Originally posted by: westonpa

Where do you think you would be now had you passed?


That plus 2 years experience moving boxes for a large corporation, I'd say CEng. Then onto MSc at Imperial and maybe PhD followed by winning the Nobel Prize for proving that 42 isn't the answer to life the universe and everything. It is in fact 49. Ask Jonathan Ross. He knows you know. Apart from that nothing special.

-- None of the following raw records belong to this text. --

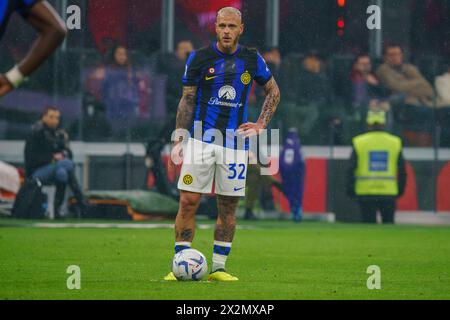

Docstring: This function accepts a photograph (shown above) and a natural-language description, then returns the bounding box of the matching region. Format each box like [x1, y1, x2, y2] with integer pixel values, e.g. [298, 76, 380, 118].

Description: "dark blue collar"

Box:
[213, 41, 241, 57]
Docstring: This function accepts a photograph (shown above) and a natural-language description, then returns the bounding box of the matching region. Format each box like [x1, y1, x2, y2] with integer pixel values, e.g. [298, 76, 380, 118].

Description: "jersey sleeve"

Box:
[183, 51, 201, 87]
[15, 0, 41, 18]
[254, 53, 272, 86]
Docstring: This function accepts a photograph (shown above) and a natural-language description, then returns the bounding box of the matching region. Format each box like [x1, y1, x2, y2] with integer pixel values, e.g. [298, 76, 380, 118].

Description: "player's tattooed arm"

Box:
[258, 77, 281, 128]
[19, 1, 67, 75]
[176, 87, 197, 130]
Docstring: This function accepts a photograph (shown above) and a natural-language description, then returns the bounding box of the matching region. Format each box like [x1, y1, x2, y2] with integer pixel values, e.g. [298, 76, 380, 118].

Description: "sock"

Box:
[175, 242, 192, 254]
[212, 241, 231, 272]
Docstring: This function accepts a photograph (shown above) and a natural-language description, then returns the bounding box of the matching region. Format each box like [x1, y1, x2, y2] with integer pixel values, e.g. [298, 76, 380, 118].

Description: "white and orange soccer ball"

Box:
[172, 249, 208, 281]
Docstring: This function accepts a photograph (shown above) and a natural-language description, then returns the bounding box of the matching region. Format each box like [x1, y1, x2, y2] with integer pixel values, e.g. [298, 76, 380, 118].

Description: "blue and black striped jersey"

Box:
[183, 43, 272, 148]
[0, 0, 40, 40]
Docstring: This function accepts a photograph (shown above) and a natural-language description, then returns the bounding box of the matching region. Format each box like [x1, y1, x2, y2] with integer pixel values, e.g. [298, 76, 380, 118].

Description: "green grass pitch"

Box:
[0, 219, 450, 300]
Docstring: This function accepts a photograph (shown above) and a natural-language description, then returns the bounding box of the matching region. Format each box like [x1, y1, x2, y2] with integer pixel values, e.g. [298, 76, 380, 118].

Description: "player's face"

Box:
[42, 110, 61, 129]
[216, 14, 244, 51]
[386, 47, 403, 66]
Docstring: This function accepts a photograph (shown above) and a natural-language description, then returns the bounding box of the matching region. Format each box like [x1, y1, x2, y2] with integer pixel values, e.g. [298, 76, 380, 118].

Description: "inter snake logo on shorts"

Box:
[183, 174, 194, 186]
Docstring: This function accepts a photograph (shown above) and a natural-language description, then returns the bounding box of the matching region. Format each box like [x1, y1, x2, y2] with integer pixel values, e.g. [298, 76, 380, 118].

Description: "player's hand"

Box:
[0, 74, 14, 97]
[167, 142, 183, 175]
[237, 122, 265, 138]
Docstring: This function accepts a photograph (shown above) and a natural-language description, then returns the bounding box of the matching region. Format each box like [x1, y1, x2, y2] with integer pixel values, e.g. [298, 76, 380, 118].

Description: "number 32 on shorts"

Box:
[228, 163, 246, 180]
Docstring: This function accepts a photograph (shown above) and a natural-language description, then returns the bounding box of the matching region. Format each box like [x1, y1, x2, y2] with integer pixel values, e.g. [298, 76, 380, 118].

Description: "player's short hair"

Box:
[383, 42, 403, 55]
[42, 106, 61, 117]
[217, 7, 242, 19]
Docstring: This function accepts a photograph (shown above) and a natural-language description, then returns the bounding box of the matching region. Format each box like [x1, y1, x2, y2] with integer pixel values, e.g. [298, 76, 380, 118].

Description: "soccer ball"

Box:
[172, 249, 208, 281]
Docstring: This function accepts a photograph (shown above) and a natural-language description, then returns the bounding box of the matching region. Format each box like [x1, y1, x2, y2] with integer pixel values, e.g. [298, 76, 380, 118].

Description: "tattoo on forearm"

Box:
[214, 196, 239, 242]
[258, 78, 281, 127]
[176, 87, 197, 130]
[175, 229, 194, 241]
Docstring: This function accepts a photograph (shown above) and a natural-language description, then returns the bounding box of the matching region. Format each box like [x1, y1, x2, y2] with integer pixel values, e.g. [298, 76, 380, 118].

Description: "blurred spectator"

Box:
[248, 47, 282, 125]
[377, 44, 434, 146]
[244, 151, 281, 220]
[102, 46, 139, 130]
[435, 64, 450, 147]
[346, 111, 407, 224]
[25, 107, 86, 218]
[285, 53, 342, 143]
[158, 40, 194, 117]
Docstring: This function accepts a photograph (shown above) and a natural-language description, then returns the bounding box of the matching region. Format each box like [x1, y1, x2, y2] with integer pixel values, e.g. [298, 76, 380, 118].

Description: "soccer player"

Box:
[0, 0, 66, 97]
[164, 7, 280, 281]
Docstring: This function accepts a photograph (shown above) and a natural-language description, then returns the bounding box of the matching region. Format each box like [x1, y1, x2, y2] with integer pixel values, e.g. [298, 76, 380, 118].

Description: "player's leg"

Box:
[209, 195, 239, 281]
[175, 191, 202, 253]
[359, 201, 377, 223]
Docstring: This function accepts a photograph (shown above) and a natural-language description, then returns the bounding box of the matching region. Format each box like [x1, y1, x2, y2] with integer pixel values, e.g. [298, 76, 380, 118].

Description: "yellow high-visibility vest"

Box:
[353, 131, 402, 196]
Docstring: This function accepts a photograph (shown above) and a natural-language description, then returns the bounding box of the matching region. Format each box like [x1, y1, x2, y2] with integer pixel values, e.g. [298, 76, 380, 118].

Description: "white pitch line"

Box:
[21, 223, 258, 230]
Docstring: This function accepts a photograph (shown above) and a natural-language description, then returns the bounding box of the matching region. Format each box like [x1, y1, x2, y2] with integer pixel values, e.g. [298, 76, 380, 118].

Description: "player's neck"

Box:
[216, 42, 239, 55]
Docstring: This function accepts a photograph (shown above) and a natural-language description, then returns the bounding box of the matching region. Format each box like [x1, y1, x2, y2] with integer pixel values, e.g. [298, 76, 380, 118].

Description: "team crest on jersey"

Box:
[241, 71, 252, 85]
[183, 174, 194, 186]
[219, 85, 236, 100]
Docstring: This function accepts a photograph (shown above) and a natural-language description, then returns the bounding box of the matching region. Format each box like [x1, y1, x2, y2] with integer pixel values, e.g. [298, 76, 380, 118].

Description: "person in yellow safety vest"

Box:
[347, 111, 406, 224]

The answer to everything is everything.

Or perhaps I failed it 7 times because I didn't really want to pass my last ever exam. Maybe I subconsciously let myself fail it so I could return to college and re-take it. Perhaps I suffered from a sort of C.O.D. A compulsive desire to want to take exams over and over again.

Maybe your answers were to clever and you were trying to get 100% instead of maybe settling for 99%.
Or maybe the EC thought: This chap doesn't really want to pass his last ever exam? He might suffer from adverse effects and loose the will to live (sort of a Michael Schumacher effect). So let's just fail the B'stad indefinitely and give him something to look forward to every year. He'll thank us for it one day. By jolly I think I'm cured!

I don't know now, maybe you actually out thought yourself.
Actually, if I had done some of the things above, I'd probably wish I had done a Physics degree instead. Luckily it's never too late to learn.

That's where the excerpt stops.